Now don’t get me wrong — as I’ve said before, tests aren’t a silver bullet. We’ve had people ace them and still be impossible coworkers. One hire aced his test but constantly missed deadlines after joining. Worst of all, he failed to communicate with the team properly, which is essential when working remotely. We also had great hires who never did a test. But they can provide insights you won’t find elsewhere.

Why Not Live Coding Instead?

In my view, live coding interviews are pointless. Even Homebrew’s creator Max Howell failed a Google whiteboard challenge. Their own devs rely on his tool daily. I can’t imagine what they were asking him, but probably something that you almost never do in real life.

These interviews focus on algorithms and obscure language tricks you’d just Google anyway. They remind me of exams — study to pass, then instantly forget that knowledge. A friend of mine was once stumped by an algorithm puzzle in an interview. But he’s an incredible engineer who builds robust systems for a living! Coding tests are way closer to real work.

And have you tried live coding interviews? The stress level alone disqualifies most people. You need nerves of steel and a photographic memory. I bombed a coding interview early in my career too — the pressure got to me and I was failing to do even the basic things! I’d certainly fail one today — maybe you would too.

Striking a Balance

I still believe short paid test tasks have merits when done right. But for experienced devs, your portfolio of real work should suffice. No designer would apply without a portfolio, so why should a developer? One of our best hires showed us code from a previous project — no test needed.

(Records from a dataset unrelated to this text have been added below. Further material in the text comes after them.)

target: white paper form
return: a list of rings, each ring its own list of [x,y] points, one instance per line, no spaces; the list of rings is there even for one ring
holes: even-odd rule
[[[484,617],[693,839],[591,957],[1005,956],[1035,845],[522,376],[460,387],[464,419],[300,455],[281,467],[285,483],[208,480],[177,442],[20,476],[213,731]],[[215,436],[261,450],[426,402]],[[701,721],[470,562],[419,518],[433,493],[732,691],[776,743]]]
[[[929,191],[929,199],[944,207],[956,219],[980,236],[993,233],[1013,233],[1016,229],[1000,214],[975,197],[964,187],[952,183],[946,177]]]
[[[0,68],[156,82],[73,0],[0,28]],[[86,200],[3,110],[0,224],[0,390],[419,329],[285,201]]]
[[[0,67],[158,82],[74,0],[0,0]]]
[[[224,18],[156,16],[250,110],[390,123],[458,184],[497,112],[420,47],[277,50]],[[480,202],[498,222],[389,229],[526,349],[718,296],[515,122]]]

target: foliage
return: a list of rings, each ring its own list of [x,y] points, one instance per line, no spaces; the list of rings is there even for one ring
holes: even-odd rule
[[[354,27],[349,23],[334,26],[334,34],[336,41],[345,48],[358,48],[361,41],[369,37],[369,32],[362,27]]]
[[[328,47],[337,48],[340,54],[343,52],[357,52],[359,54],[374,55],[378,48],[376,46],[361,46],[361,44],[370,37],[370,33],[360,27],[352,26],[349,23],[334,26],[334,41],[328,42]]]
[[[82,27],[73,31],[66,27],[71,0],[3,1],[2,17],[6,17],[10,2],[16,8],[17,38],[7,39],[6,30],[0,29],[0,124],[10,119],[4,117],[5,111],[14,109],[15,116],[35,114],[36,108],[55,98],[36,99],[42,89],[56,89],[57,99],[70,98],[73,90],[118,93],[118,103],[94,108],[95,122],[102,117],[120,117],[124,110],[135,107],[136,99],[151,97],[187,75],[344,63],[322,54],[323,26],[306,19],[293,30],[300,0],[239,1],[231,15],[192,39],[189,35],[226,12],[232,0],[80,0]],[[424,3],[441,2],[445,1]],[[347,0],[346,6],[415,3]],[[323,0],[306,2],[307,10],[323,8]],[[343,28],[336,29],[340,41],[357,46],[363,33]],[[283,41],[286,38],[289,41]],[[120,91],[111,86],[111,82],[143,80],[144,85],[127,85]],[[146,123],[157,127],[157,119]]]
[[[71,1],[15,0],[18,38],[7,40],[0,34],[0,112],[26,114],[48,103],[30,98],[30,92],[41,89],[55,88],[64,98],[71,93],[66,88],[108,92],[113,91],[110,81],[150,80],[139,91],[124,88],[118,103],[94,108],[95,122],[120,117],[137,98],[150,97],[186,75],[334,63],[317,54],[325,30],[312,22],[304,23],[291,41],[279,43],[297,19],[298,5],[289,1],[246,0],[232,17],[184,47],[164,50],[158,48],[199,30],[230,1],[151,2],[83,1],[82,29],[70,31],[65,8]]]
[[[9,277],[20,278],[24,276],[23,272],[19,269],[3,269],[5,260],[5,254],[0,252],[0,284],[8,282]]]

Contributing thoughtfully to open source or showcasing previous projects demonstrates your skills in a real setting. If you have that, you shouldn’t need a test task. Walk us through a Chrome extension you’ve built — seeing your code in action will tell us everything we need to know.

But if you lack experience, some sort of assessment may be warranted. The key is for potential employer to keep it small, paid, and reviewed. After all, it’s developers hiring the developers — we’ve all been there before. I still remember my first development test as a junior — I was thrilled when the CTO wrote me detailed feedback!

What do you think is the best way to evaluate candidates fairly while protecting everyone’s time? I’d love to hear your thoughts! With empathy on both sides, we can figure this out.